Once Shaw found himself slipping into an inner conversation with a plain looking woman – a pickpocket - on a commuter train; with his Jewish mentor Yael he concluded that she was a demonic figure and that he had been mystically freed from her “spell.” He tells from her viewpoint, the revelations of a woman who realizes she has found her parents in spirit and no longer needs psychotherapy; and recalls family lore about a European gypsy woman who correctly predicted someone’s surprising future.
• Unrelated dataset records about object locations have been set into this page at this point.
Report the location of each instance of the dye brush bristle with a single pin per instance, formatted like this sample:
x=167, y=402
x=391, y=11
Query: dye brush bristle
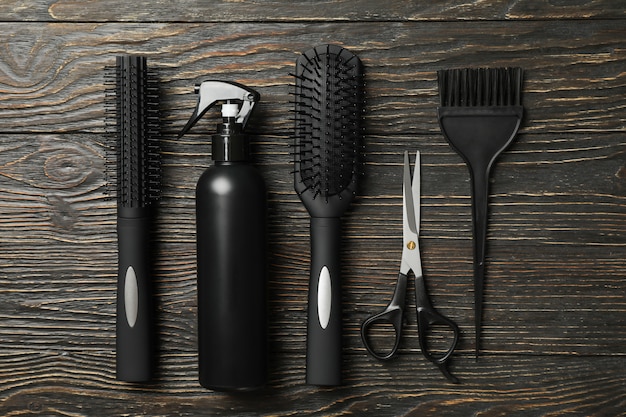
x=480, y=114
x=329, y=104
x=134, y=119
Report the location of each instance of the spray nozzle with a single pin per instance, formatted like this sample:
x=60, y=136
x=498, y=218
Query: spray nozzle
x=238, y=101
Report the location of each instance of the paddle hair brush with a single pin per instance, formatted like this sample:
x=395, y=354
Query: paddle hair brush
x=134, y=118
x=480, y=113
x=329, y=104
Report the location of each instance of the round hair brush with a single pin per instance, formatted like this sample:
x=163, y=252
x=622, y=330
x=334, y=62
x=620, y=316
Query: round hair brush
x=329, y=104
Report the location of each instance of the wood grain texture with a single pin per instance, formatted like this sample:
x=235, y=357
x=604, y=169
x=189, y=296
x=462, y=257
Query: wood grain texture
x=555, y=295
x=301, y=10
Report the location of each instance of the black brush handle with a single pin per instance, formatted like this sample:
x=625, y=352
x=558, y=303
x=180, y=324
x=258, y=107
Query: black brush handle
x=480, y=200
x=134, y=307
x=323, y=364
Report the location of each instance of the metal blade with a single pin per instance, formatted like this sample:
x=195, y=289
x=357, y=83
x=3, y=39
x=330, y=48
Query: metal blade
x=407, y=194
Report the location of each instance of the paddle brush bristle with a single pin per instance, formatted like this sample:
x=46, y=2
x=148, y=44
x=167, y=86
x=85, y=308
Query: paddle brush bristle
x=329, y=103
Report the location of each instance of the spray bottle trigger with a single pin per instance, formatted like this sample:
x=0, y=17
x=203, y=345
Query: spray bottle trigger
x=212, y=92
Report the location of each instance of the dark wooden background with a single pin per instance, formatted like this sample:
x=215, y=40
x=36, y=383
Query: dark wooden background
x=554, y=339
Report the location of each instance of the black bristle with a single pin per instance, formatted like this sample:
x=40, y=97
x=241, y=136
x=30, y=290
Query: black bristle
x=133, y=118
x=472, y=87
x=329, y=103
Shaw has a background in law enforcement, so readers can imagine that some of these 24 well-crafted portraits spring from his knowledge of the criminal mindset, ameliorated by his ability to step back from issues of simple right and wrong to pose meaningful questions from a more nuanced, at times religious, standpoint. Tales are told from varying viewpoints, and assigned dates, some real such as the airplane crash, others perhaps imaginary, but redolent of certain historical time-frames. The author recalls his shock and pursuant feelings when, at age 15, he learned of the John F. Kennedy assassination, looking at its meanings then and now. The most current story, dated 2020, is politically swathed; it concerns the assassination of a mayor trying to deliver a message of “income equality, racial awareness and community activism…to a starving city.”
Quill says: All of Shaw’s offerings are drenched in NYC lore and presence and will be appreciated by the city’s denizens – and by many others, since America’s affection for the spirit of that metropolis has been inculcated through film and unforgettable, timeless headlines.